The nature myths that Evslin retells explain elements of the natural world. The Prometheus myth explains how humanity received fire. Phaethon’s story describes why the sun appears to move across the sky and provides an origin for past natural disasters and geological features. The stories also explore human nature and the nature of power. The myth of Pandora’s box, for example, suggests why humans suffer, as well as why we hope.
The Prometheus and Pandora myths portray authority figures preoccupied with maintaining their power and capable of great cruelty and manipulation when they sense a potential threat to the stability of their reigns. When he discovers that Prometheus has defied him, for instance, Zeus’s punishment is brutal and long-lasting. Mortals are also punished for receiving Prometheus’s gift of fire, even though they neither requested nor initially welcomed it.
Zeus’s observation to Prometheus—that every gift comes with a price and that men might be happier in ignorance than they would be having the responsibilities and concerns that come with knowledge—reflects a perspective often voiced in ancient Greek versions of the myths. However, Zeus’s observation also suggests self-interest, since he subsequently worries that knowledge may make men overconfident and thus prone to challenge the gods for primacy. The implication is not that men present a legitimate threat to the gods, but that any small challenge to authority may threaten stability or reveal weaknesses that other, stronger challengers can exploit. Zeus’s preference for keeping mortals ignorant of power illustrates why mortals in these stories appeal to the gods for help and attempt to align the gods’ needs with their own even though godly attention often harms mortals instead of assisting them.
Historically, analysis of the Pandora myth has often focused on the ways that the story depicts women as evil. Evslin’s retelling, though, highlights elements of the oldest known version (in Hesiod’s “Works and Days”) that suggest a more nuanced perspective on the myth’s meaning. Evslin draws attention to the way Zeus uses woman as a pawn, designing Pandora to serve the gods’ punitive agenda. Both the box of woes and the curiosity that Pandora receives are gods’ gifts. Her situation—curious about the box but told not to open it—can be read as a set-up by gods who have the benefit of omniscience. When she realizes what the box contains, Pandora quickly attempts to salvage the situation, slamming the lid shut, preventing the escape of Foreboding, and thus preserving hope. Evslin’s depiction asks readers to consider whether Pandora should be blamed for the bad things that escaped into the world or pitied because the gods used her. Her story illustrates, again, how powerful authority figures manipulate and exploit the innocent.

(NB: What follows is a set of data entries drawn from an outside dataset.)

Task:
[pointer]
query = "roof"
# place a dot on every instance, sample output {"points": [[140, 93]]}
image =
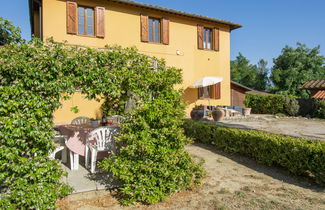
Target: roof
{"points": [[177, 12], [315, 84], [241, 86], [249, 90], [319, 94]]}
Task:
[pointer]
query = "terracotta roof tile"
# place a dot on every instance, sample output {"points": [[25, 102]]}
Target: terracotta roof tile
{"points": [[177, 12], [320, 94], [314, 84]]}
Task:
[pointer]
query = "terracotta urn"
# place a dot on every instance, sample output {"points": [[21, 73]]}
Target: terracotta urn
{"points": [[247, 111], [218, 114], [197, 114]]}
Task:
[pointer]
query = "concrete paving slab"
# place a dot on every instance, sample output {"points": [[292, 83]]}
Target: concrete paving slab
{"points": [[83, 181]]}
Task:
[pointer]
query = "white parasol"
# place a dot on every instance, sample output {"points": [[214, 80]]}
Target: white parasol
{"points": [[206, 81]]}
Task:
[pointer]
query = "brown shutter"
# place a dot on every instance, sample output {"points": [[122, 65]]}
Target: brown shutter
{"points": [[216, 39], [212, 90], [200, 36], [144, 28], [72, 17], [165, 31], [100, 22], [217, 89]]}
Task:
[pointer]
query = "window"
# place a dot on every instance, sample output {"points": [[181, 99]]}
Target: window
{"points": [[207, 38], [205, 92], [86, 21], [154, 30], [89, 21], [154, 65], [210, 92]]}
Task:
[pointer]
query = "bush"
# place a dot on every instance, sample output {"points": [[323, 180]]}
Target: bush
{"points": [[291, 106], [300, 156], [319, 108], [154, 163], [272, 104], [26, 180], [33, 79]]}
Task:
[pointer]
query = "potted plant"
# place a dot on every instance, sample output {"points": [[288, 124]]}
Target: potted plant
{"points": [[218, 114], [247, 111], [94, 122], [197, 113]]}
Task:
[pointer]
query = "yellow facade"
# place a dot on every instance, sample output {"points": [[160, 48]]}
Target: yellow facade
{"points": [[122, 27]]}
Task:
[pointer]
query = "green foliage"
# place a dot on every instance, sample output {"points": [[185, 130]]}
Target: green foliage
{"points": [[294, 67], [34, 77], [154, 164], [253, 76], [8, 32], [291, 106], [319, 108], [300, 156], [27, 181], [272, 104]]}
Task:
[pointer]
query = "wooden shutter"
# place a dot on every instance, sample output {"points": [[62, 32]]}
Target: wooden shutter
{"points": [[144, 28], [72, 17], [217, 90], [100, 21], [200, 36], [212, 91], [216, 39], [165, 30]]}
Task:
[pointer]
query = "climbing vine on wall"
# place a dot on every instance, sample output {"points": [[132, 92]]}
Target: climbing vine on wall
{"points": [[152, 163]]}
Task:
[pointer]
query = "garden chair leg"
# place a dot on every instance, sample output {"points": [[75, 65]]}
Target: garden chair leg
{"points": [[64, 155], [87, 156], [93, 160]]}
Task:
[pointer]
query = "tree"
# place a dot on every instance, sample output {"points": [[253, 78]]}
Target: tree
{"points": [[8, 32], [253, 76], [294, 67]]}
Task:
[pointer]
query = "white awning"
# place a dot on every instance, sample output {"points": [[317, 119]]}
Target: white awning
{"points": [[206, 81]]}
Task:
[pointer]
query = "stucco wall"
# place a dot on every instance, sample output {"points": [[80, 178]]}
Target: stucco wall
{"points": [[122, 27]]}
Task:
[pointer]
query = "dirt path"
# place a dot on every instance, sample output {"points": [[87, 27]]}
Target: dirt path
{"points": [[300, 127], [232, 182]]}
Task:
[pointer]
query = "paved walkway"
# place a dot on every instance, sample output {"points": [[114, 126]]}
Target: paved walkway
{"points": [[83, 181]]}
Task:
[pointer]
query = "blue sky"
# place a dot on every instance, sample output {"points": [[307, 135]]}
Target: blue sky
{"points": [[267, 25]]}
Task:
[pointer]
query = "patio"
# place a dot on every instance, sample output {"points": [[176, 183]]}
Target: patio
{"points": [[83, 181]]}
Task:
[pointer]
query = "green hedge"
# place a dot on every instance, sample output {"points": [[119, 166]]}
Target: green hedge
{"points": [[300, 156], [272, 104], [319, 108]]}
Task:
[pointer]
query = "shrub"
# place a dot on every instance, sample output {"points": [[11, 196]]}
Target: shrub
{"points": [[300, 156], [291, 106], [33, 78], [319, 108], [154, 164], [26, 180], [272, 104]]}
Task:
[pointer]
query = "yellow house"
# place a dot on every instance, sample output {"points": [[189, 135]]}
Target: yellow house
{"points": [[197, 44]]}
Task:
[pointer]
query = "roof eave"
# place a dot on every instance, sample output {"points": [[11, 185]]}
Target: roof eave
{"points": [[232, 25]]}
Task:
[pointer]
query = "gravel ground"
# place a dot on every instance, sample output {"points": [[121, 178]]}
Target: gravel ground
{"points": [[299, 127], [232, 182]]}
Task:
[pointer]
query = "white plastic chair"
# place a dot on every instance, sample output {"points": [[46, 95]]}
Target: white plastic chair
{"points": [[80, 121], [116, 119], [99, 140], [61, 139]]}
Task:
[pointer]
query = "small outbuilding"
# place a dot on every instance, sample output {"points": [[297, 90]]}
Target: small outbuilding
{"points": [[316, 88], [238, 93]]}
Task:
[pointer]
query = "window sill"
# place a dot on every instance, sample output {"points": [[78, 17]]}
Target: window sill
{"points": [[89, 36], [206, 98], [157, 43], [209, 50]]}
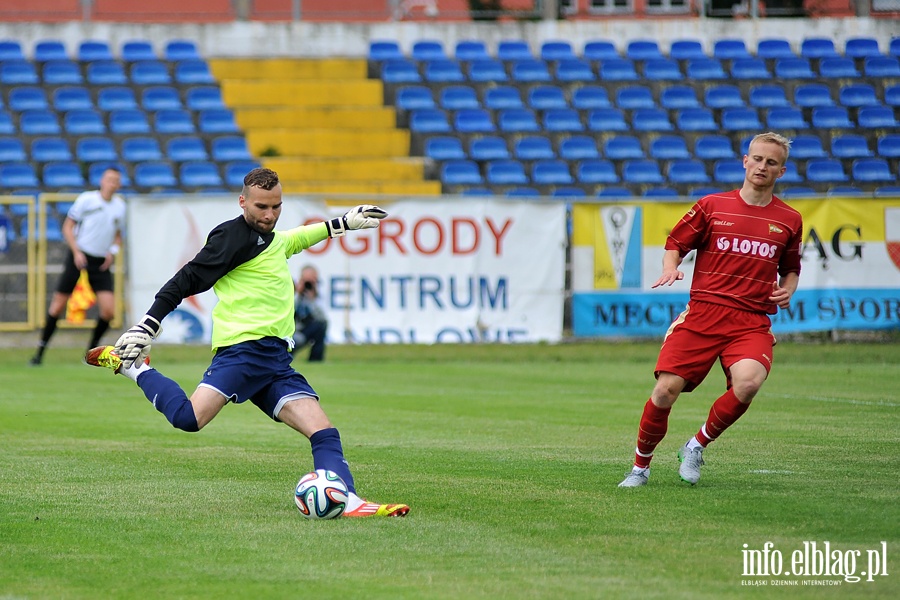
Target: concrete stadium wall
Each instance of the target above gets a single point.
(301, 39)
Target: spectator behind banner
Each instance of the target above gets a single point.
(309, 317)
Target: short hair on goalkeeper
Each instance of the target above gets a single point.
(260, 177)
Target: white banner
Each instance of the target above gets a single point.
(436, 271)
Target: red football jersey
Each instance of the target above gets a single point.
(741, 249)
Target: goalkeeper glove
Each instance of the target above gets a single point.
(364, 216)
(134, 345)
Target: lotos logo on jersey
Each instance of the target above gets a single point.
(753, 247)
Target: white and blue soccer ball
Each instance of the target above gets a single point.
(321, 494)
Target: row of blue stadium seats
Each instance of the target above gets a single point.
(105, 72)
(92, 50)
(118, 122)
(665, 147)
(543, 96)
(685, 49)
(69, 176)
(525, 120)
(622, 69)
(130, 149)
(652, 172)
(151, 98)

Curiosity and other human failings cause Phaethon’s and Orpheus’s downfalls, too. Phaethon is both prideful and faithless, and pursues his goals to extremes. He wants to meet his father to prove to himself, as much as to Epaphus, that he truly is Apollo’s son. Phaethon’s insistence on driving Apollo’s chariot results from his lack of trust in his father’s advice, and he loses control of the chariot because he cannot bear to return home unless Epaphus has seen him holding the reins. Phaethon’s lack of restraint and desire for recognition cause destruction both to the earth and to himself.
Orpheus, meanwhile, could leave the underworld with Eurydice, but he does not trust that Hades will keep his word. Though Orpheus’s love for Eurydice overcomes many obstacles and almost saves her, his human uncertainty betrays him. As in his version of Pandora’s myth, though, Evslin hints that a god may in fact be responsible for a mortal’s failure. Given Hades’s wily reputation, Orpheus’s distrust is understandable. The outcome of the story could be inevitable, if the condition of Eurydice’s escape is a clever ruse that Hades designs to make Orpheus feel responsible for losing his wife a second time.